Section 232 Titan-Zölle: Noch 85 Tage bis zum Stichtag
Am 14. Januar 2026 unterzeichnete Trump die Presidential Proclamation zu kritischen Mineralien gemäß Section 232. Titan wurde in die Liste der 50 kritischen Mineralien aufgenommen. Zölle treten nicht sofort in Kraft – stattdessen wurde ein 180-tägiges Verhandlungsfenster eröffnet. Stichtag: 13. Juli. Noch 85 Tage.
Parallel dazu beschleunigt sich eine zweite Variable: Berichten zufolge prüft Putin ein Exportverbot für Titan und Nickel als Gegenmaßnahme zu westlichen Sanktionen.
Die Kreuzung beider Entwicklungen liegt im dritten Quartal 2026. Die Frage ist einfach: Was passiert mit Ihren Beschaffungskosten?

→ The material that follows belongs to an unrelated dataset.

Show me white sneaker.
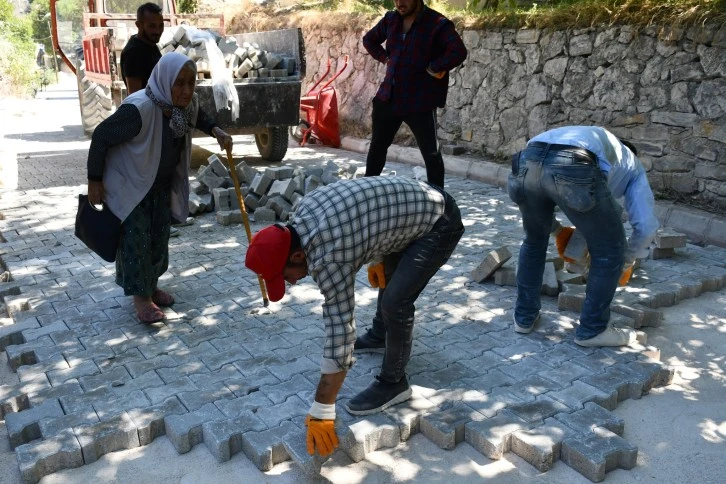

Section 232: Mechanismus, Richtung und Zeitplan

Zunächst zum Mechanismus. Section 232 ist kein gewöhnliches Zollinstrument. Es handelt sich um ein Handelsprüfungsverfahren auf Basis der „nationalen Sicherheit” – der Präsident kann Zölle einseitig erheben, ohne Zustimmung des Kongresses. Die Stahl- und Aluminiumzölle von 2018 wurden genau auf diesem Weg eingeführt.
Die aktuelle Untersuchung zu kritischen Mineralien erfasst 50 Rohstoffe. Titan steht auf der Liste. Der derzeitige Status ist „Verhandlungsphase” – die USA führen bilaterale Gespräche mit den wichtigsten Lieferländern über Handelsbedingungen. Darunter China, der weltgrößte Exporteur von Titanerzeugnissen.
Die politischen Empfehlungen der Titanium Sponge Working Group zeichnen eine klare Richtung:
- Senkung der Einfuhrzölle auf Titanschwamm – zur Ergänzung der in den USA auf null gesunkenen heimischen Rohstoffproduktion
- Erhöhung der Zölle auf Titan-Fertigerzeugnisse aus „feindlichen Herstellerländern” – gerichtet auf chinesische Stäbe, Bleche, Schmiedeteile und andere Halbzeuge
Sollte diese Richtung nach dem 13. Juli in Kraft treten, ergeben sich zwei Wirkungspfade. Erstens: Die Kosten für importierte Titan-Fertigerzeugnisse aus China steigen um 10–25 % (als Referenz gilt die Zollspanne der Section-232-Maßnahmen für Stahl und Aluminium 2018). Zweitens: Die Einfuhrkosten für Titanschwamm könnten hingegen sinken – ein Vorteil für US-amerikanische Weiterverarbeiter.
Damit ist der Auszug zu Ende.